Some or all of the information on this page might not apply to Cloud de Confiance by S3NS. See Differences from Google Cloud for more details.

Interface InferenceParameterOrBuilder (4.68.0)

public interface InferenceParameterOrBuilder extends MessageOrBuilder

Implements

MessageOrBuilder

Methods

getMaxOutputTokens()

public abstract int getMaxOutputTokens()

Optional. Maximum number of the output tokens for the generator.

optional int32 max_output_tokens = 1 [(.google.api.field_behavior) = OPTIONAL];

Returns
Type	Description
`int`	The maxOutputTokens.

getTemperature()

public abstract double getTemperature()

Optional. Controls the randomness of LLM predictions. Low temperature = less random. High temperature = more random. If unset (or 0), uses a default value of 0.

optional double temperature = 2 [(.google.api.field_behavior) = OPTIONAL];

Returns
Type	Description
`double`	The temperature.

getTopK()

public abstract int getTopK()

Optional. Top-k changes how the model selects tokens for output. A top-k of 1 means the selected token is the most probable among all tokens in the model's vocabulary (also called greedy decoding), while a top-k of 3 means that the next token is selected from among the 3 most probable tokens (using temperature). For each token selection step, the top K tokens with the highest probabilities are sampled. Then tokens are further filtered based on topP with the final token selected using temperature sampling.
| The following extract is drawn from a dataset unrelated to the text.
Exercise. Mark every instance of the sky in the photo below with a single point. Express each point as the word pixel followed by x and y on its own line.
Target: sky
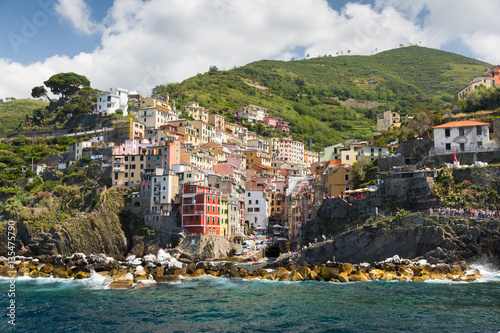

Specify a lower value for less random responses and a higher value for more random responses. Acceptable value is [1, 40], default to 40.

optional int32 top_k = 3 [(.google.api.field_behavior) = OPTIONAL];

Returns
Type	Description
`int`	The topK.

getTopP()

public abstract double getTopP()

Optional. Top-p changes how the model selects tokens for output. Tokens are selected from most K (see topK parameter) probable to least until the sum of their probabilities equals the top-p value. For example, if tokens A, B, and C have a probability of 0.3, 0.2, and 0.1 and the top-p value is 0.5, then the model will select either A or B as the next token (using temperature) and doesn't consider C. The default top-p value is 0.95. Specify a lower value for less random responses and a higher value for more random responses. Acceptable value is [0.0, 1.0], default to 0.95.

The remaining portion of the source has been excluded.